L'instant bio #17

Bonjour à tous,
La célèbre scientifique polonaise, lauréate du prix Nobel, Maria Curie-Sklodowska a dit un jour : « Un scientifique dans son laboratoire est non seulement un technicien : il est aussi un enfant placé devant des phénomènes naturels qui l'impressionnent comme des contes de fées. » Ce sont ces contes de fées qui m’amusent tant. Les histoires de tueur en série en étoile de mer, de tenancier de maison close en concombre de mer, de gigolo et de sa femme fatale en baudroie, des vampires en lamproies ou encore des lovers chauds en isopodes marins. J’espère que désormais vous n’allez plus jamais regarder certaines créatures marines de la même manière… 

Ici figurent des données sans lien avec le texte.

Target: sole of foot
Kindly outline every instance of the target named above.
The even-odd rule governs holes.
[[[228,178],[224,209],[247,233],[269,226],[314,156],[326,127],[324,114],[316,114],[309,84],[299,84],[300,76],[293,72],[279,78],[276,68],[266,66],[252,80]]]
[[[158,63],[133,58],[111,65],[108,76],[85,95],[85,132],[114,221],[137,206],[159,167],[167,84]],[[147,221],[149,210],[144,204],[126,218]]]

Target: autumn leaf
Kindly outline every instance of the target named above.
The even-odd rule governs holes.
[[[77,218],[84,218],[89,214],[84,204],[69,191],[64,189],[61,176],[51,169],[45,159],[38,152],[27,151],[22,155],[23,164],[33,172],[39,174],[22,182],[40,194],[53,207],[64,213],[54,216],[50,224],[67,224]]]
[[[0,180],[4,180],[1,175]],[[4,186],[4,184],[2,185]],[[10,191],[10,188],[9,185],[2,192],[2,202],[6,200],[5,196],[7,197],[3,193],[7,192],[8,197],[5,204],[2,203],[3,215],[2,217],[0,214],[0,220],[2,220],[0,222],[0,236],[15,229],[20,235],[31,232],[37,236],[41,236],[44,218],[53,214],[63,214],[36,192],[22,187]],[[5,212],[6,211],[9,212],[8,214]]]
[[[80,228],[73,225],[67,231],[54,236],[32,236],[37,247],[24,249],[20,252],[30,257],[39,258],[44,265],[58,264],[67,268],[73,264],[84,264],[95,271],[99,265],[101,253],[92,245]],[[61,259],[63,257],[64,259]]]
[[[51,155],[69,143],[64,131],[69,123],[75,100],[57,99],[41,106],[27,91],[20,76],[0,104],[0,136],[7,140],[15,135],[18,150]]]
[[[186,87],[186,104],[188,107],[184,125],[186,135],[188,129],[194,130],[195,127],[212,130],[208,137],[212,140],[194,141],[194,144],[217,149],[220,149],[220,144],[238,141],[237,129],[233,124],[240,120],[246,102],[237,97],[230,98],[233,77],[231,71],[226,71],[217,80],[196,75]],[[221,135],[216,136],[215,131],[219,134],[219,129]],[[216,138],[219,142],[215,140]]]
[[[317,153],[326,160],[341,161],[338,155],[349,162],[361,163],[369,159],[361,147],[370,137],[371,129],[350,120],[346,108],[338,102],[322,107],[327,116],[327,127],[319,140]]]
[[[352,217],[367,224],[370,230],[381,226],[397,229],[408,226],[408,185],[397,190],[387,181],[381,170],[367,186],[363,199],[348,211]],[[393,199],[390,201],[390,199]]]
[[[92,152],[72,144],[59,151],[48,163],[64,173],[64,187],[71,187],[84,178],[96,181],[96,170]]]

Je vous souhaite à tous de bonnes vacances avec de merveilleuses rencontres sous-marines. Et maintenant le temps est venu pour la dernière histoire de la saison.

 
Phallusia mammillata
Lorsque l’on décrit un plat composé d’ingrédients marins, on pense souvent aux saveurs iodées. Le goût iodé, c’est le souvenir des plages de l’enfance. Microcosmus sabatieri aussi appelé Violet de Mer, Figue de Mer ou Biju a des saveurs iodées très puissantes. Violet de Mer se déguste le plus simplement du monde. Nul besoin de cuisiner. On prépare citron et vinaigre et on sort les verres de rosé. Certains vont se régaler, tandis que d’autres les regarderont d’un air dubitatif. Mais la plupart ne savent pas ce qu’ils mangent. Certains pensent que c’est une plante bizarre, d’autres trouvent qu’il ressemble vaguement à une éponge. Rares sont ceux qui identifient cette bête informe comme un animal invertébré.
Avant d’être étonné, précisons que Violet de Mer est l’une des espèces d’ascidies. Ces animaux peuvent prospérer dans n'importe quelle profondeur de la mer. Ils vivent seuls, attachés à une surface dure ou en colonies. L’ascidie a une forme de sac. Elle est enveloppée d’une tunique. Le corps s’ouvre sur deux siphons. L’animal fait entrer l’eau de mer par le premier, se nourrit des particules qu’elle contient, et la fait ressortir par le second. L’ascidie est capable de filtrer 200 litres d’eau par jour. Elle peut se comprendre comme un sac filtreur rudimentaire.
Première surprise, les ascidies, ces animaux marins invertébrés abritent dans leur sac des organes bien différenciés, assez comparables aux nôtres. Ce qui fait que ce sac informe nous est plus apparenté qu’il ne l’est à un calmar, un crabe, ou même une éponge.
Les ascidies font partie des urochordés, animaux qui sont les plus proches cousins des vertébrés car l’organisation de leur larve est assez similaire à celle des embryons des vertébrés ! Justement, la seconde surprise, c’est la larve. L’ascidie adulte fixée au fond ne ressemble pas au bébé qu’elle était, libre, nageur, ressemblant finalement à une sorte de petit poisson. Lorsqu'elles sont des larves, elles ressemblent beaucoup à des têtards, nageant librement, mais ils sont incapables de se nourrir à ce stade.
Pour pouvoir se nourrir, ils doivent renoncer à leur liberté de nage et se fixer en permanence sur le fond de l'océan. Mais ce n'est pas tout ce qu'ils abandonnent dans le processus, ils absorbent et digèrent les parties du corps dont ils n'ont plus besoin, y compris leur queue, leurs branchies et leur cerveau. Aïe ! Quels cannibales !
La larve bat de la queue grâce à des muscles attachées sur une baguette dorsale, qu’on appelle la chorde et qui est en tous points l’homologue, les prémices de notre colonne vertébrale, la chorde originelle, autour de laquelle s’organisent nos vertébrés. Voilà une larve qui affiche une parenté certaine avec les poissons, mais dont l’adulte adoptera le mode de vie tristounet d’une éponge !
Pour finir, une troisième surprise. Le nom, donné par Georges Cuvier, l’anatomiste du XIX siècle, à une espèce d’ascidie : Phallusia mammillata. Le nom du genre dérive de phallus, allusion à sa forme et à son maintien. Le nom d’espèce, mammillata, signifie mamelonnée, pourvue de mamelles, allusion aux multiples bosses se trouvant sur la tunique.
Voir des seins dans ces bosses et le membre viril dans sa forme ! On se dit que Georges Cuvier, au moment de nommer cette espèce, devait être sous l’emprise de sa libido ou qu’il avait abusé du vin en dégustant des violets !
P.S. On peut facilement tomber en Méditerranée sur la Phallusia mammillata connue plus largement comme l’Ascidie Blanche. N’hésitez pas à m’envoyer sa photo si vous la trouvez pendant les vacances. Je vais toutes les afficher au club.